Ellie had not thought about Noelle very much since ending her tutoring sessions, so when she saw her on Stroud Green Road as she was walking towards the library, it took her a moment to place her. Noelle asked if she was ready for her exams and offered to give Ellie a practice paper. Despite her misgivings, Ellie followed Noelle to her house just a few houses down the street. In hindsight, Ellie wonders if anyone saw them walking together towards Noelle’s house, and she thinks about all of the details that led her to this moment.
Paul and Laurel host a funeral to bury Ellie’s partial remains. Police say she was run over by a car, then dragged into the forest. The police investigate in the area surrounding the forest and ask if anyone remembers seeing a young girl along the road, hitchhiking, or sleeping outside, but no one knows anything, and the investigation ends.
Jewell uses a third person narrator throughout these chapters, but she alternates between present day events and past events from the weeks leading up to Ellie’s disappearance. Depending on the timeline, the narrator shares either Ellie’s thoughts or Laurel’s. For example, the Prologue, although written from the third person perspective, details the way Ellie sees how every small decision and event in her life led up to her disappearance. Other chapters show Laurel’s thoughts as she reflects on the day Ellie disappeared and on the emptiness of her life ever since. Through the third person narrator that shares either Ellie’s thoughts or Laurel’s, Jewell constructs the foundational event of the story—Ellie’s disappearance—through flashbacks and present-day events.

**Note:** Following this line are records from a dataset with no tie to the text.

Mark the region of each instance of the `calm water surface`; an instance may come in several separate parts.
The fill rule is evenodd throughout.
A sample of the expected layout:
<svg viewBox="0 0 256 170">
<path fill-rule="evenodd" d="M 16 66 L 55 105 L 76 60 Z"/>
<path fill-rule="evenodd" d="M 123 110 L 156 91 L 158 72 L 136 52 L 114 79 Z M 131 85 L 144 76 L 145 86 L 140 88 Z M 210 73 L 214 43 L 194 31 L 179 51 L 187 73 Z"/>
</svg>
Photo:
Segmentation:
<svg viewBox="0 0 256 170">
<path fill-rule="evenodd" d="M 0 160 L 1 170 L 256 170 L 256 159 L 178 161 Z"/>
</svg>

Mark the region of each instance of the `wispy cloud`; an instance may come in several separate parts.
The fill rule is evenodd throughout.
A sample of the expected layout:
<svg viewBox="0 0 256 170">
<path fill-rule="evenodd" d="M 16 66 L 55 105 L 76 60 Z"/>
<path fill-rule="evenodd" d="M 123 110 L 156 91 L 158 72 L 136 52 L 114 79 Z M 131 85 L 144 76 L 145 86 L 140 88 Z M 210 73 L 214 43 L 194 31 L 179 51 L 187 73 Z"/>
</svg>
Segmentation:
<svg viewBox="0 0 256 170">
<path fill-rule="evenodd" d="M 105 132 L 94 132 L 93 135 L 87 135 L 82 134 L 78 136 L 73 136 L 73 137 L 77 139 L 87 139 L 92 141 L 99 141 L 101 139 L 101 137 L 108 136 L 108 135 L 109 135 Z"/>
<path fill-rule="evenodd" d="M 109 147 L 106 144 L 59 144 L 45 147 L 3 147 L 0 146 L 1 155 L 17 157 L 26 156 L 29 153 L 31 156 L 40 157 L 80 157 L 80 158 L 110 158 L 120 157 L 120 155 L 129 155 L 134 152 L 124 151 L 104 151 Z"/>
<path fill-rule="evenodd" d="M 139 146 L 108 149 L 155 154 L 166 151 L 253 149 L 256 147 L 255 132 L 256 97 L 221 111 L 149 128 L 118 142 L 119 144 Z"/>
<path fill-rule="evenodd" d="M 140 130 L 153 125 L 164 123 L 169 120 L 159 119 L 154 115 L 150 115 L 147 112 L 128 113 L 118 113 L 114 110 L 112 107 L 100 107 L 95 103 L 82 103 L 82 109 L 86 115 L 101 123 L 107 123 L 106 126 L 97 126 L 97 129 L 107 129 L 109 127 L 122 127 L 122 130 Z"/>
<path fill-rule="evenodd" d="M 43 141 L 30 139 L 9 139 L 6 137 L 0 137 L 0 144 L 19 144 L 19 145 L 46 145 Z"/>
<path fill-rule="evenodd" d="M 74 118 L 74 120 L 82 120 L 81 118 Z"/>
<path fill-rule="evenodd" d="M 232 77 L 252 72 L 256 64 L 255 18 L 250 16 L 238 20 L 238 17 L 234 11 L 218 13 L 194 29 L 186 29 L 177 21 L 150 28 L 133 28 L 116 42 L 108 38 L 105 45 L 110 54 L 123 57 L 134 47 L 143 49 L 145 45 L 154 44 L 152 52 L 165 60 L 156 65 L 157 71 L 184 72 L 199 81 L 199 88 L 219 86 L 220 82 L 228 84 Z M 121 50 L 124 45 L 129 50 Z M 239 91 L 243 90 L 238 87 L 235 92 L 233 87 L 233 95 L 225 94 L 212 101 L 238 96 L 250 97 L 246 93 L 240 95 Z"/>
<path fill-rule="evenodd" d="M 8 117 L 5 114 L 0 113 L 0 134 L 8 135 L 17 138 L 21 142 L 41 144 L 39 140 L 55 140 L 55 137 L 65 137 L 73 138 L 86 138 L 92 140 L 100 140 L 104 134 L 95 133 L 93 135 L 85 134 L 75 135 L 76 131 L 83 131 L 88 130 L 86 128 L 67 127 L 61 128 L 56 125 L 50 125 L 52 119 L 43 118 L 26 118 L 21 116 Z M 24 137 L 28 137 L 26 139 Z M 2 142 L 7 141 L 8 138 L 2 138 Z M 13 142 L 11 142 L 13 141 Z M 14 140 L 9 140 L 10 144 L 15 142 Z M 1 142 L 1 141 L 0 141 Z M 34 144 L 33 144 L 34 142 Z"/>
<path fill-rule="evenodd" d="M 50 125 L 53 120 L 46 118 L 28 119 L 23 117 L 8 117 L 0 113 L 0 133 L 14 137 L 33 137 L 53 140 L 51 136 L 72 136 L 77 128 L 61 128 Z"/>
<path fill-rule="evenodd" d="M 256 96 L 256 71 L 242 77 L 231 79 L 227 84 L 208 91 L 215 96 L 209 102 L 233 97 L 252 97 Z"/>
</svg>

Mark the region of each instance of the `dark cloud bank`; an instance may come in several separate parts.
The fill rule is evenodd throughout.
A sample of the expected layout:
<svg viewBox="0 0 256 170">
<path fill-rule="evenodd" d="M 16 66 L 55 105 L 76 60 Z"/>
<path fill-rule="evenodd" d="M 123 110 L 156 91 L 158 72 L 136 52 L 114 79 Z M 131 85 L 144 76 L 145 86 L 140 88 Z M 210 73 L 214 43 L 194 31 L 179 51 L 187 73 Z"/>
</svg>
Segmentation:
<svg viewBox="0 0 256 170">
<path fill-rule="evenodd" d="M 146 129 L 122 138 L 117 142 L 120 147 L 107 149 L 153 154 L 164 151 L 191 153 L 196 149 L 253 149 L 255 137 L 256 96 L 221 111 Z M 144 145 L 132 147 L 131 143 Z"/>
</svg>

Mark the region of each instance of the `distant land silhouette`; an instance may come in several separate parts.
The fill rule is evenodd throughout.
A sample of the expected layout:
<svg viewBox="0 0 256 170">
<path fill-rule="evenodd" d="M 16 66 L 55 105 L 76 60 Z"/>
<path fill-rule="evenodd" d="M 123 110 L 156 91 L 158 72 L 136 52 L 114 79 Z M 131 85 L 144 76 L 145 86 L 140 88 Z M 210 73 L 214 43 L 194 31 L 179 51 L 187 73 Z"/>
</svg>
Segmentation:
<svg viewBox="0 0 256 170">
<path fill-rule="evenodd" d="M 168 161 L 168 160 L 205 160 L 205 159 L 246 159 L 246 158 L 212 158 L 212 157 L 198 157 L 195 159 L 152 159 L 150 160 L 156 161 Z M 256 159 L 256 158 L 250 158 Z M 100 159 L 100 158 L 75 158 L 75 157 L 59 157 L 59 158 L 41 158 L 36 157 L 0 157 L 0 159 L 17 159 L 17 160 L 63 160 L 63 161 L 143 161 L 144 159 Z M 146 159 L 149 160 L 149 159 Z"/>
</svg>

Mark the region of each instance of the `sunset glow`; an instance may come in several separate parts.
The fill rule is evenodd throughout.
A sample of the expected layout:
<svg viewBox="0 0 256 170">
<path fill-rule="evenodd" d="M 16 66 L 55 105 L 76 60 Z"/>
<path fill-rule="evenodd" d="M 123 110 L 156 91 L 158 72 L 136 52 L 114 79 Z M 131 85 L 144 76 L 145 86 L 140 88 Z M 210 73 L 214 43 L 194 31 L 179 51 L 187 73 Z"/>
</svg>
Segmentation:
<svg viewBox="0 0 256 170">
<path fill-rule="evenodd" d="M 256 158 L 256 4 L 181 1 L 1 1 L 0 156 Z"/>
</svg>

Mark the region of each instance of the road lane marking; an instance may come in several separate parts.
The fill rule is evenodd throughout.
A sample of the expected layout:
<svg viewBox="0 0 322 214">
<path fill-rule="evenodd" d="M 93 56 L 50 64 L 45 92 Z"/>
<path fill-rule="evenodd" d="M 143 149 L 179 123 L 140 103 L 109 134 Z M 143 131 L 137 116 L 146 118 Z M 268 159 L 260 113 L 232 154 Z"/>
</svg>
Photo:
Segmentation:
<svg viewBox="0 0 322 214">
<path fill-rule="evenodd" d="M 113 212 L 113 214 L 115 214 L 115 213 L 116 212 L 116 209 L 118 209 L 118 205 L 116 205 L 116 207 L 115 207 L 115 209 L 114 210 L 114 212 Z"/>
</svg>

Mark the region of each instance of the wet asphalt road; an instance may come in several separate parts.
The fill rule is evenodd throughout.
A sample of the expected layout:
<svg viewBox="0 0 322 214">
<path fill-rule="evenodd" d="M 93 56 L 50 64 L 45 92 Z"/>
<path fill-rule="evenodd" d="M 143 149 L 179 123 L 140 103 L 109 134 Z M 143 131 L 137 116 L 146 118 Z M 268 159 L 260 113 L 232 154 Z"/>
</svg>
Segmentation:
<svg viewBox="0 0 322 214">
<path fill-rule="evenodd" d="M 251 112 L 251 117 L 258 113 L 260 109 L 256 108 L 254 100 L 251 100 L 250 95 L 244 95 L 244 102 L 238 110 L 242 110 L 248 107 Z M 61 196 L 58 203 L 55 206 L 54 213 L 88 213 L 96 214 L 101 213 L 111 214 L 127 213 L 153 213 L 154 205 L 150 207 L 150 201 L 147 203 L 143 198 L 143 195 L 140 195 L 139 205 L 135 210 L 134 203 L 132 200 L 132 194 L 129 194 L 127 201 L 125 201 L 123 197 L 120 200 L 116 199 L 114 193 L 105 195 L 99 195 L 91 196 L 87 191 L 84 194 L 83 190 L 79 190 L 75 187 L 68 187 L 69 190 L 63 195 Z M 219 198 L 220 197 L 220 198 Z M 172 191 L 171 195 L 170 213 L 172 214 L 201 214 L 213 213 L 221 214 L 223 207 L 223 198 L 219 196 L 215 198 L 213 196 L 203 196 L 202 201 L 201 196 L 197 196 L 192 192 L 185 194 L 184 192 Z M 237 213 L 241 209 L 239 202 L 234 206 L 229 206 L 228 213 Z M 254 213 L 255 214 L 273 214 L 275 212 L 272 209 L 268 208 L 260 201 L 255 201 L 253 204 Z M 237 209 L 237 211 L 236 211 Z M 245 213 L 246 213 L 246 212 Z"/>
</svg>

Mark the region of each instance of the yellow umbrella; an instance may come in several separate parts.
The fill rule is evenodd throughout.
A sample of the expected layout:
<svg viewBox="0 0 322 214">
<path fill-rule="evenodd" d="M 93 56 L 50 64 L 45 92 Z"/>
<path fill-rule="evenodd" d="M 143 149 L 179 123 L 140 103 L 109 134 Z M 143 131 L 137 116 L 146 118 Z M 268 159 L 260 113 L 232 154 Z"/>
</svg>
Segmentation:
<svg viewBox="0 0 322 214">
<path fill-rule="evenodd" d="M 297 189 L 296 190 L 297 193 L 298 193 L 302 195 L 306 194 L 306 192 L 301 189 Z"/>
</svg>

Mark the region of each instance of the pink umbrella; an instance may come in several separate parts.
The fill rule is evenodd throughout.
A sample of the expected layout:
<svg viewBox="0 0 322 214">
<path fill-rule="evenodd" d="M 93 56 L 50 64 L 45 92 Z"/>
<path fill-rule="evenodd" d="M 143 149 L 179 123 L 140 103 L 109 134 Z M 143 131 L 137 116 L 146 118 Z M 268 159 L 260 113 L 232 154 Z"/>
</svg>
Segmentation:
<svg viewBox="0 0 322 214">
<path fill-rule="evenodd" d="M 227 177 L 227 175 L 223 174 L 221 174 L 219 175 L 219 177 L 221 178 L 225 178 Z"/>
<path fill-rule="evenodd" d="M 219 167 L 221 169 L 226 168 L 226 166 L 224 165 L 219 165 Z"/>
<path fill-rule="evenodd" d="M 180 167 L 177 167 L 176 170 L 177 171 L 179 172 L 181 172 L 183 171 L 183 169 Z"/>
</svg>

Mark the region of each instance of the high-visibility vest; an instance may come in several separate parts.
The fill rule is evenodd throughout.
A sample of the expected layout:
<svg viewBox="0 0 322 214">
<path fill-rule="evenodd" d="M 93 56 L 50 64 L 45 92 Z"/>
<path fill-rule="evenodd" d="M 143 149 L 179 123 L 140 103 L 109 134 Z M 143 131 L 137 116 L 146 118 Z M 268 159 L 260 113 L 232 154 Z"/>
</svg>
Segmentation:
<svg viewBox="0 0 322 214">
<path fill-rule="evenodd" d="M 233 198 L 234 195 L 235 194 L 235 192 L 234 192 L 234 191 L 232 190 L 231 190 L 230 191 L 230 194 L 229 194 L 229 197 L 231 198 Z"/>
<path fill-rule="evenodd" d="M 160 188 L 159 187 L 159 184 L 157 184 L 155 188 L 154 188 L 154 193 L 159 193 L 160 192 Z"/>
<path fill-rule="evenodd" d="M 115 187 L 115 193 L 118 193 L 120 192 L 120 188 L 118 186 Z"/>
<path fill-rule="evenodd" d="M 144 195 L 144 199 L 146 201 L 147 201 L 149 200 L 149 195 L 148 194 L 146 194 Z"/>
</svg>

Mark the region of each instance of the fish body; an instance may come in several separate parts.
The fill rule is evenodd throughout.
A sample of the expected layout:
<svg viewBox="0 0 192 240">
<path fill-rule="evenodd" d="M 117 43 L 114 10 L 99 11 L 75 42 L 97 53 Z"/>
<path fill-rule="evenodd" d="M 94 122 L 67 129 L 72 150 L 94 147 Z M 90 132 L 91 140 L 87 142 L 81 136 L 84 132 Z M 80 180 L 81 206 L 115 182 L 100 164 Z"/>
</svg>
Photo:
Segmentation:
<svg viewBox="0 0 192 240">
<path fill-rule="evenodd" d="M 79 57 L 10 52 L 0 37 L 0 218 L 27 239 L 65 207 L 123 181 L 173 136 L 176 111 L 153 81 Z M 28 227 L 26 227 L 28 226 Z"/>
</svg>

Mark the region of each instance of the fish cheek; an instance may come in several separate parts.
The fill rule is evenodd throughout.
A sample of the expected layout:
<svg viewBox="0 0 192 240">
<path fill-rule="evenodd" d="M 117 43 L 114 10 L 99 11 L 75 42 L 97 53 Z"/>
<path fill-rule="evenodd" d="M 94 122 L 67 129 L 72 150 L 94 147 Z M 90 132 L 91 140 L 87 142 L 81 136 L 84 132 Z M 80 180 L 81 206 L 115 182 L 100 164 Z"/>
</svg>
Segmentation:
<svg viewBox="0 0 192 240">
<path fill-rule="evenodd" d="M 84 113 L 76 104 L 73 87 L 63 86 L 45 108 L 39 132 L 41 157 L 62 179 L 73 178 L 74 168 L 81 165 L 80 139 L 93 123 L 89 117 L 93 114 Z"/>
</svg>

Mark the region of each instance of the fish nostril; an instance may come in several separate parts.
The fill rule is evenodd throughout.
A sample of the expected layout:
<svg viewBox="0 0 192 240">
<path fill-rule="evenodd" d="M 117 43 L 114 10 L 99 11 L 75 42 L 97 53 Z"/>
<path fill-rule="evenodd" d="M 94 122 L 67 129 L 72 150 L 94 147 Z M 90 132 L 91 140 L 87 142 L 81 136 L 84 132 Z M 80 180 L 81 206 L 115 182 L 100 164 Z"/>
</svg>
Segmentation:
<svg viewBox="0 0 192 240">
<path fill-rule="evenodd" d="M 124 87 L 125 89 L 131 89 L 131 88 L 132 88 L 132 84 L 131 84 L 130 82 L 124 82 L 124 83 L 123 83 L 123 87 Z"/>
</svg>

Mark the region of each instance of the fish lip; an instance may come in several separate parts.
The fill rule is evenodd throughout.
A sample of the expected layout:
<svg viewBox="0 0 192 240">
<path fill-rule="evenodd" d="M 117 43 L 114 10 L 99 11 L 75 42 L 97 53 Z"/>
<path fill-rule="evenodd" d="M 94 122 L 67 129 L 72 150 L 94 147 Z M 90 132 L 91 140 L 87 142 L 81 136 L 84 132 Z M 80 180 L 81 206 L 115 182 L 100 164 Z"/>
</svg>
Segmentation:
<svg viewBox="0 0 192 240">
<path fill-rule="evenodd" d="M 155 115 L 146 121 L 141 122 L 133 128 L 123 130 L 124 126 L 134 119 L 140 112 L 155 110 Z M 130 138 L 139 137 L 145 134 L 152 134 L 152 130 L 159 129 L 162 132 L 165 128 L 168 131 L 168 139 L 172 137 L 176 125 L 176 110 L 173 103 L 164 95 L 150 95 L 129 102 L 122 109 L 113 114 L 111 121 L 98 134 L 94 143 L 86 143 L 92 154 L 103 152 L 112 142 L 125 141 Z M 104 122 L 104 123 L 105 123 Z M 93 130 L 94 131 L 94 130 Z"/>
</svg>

Jewell establishes a contrast between Laurel’s view of her two daughters, Hanna and Ellie. Laurel sees Hanna as “difficult” and “tiring,” while she thinks of Ellie as her golden child (10). Hanna has never had a boyfriend, nor a fulfilling social life, but Ellie had a boyfriend at age 16, and everyone at school loved her. When Ellie initially goes missing, Laurel subconsciously wishes that Hanna was missing rather than Ellie. By showing Laurel’s differing relationships with her daughters, Jewell establishes the theme of family and shows the way Laurel’s family relationships were damaged in the years following Ellie’s disappearance.
Jewell also plants doubt and suspicion through the narrator’s detailed telling of events and through characterization. For example, Jewell creates suspicion surrounding Noelle, compelling the reader to scrutinize everything she does, such as bringing gifts to Ellie. The reader is also given a detailed description of what Ellie was wearing the day she disappeared, all the items the police found in her backpack, and the items that were stolen from the Mack house. These details invite the reader into the position of detective, allowing the reader to try and solve the crime using clues provided by Jewell. By giving information from multiple sources, such as Ellie’s thoughts, Laurel’s thoughts, and police findings, Jewell creates several possibilities of what could have happened to Ellie, only to later cast doubt on some of these possibilities as the reader sees more of Ellie’s perspective. Her use of detail and a non-chronological explication of events compel the reader to play detective and piece together the narrative of what truly happened to Ellie.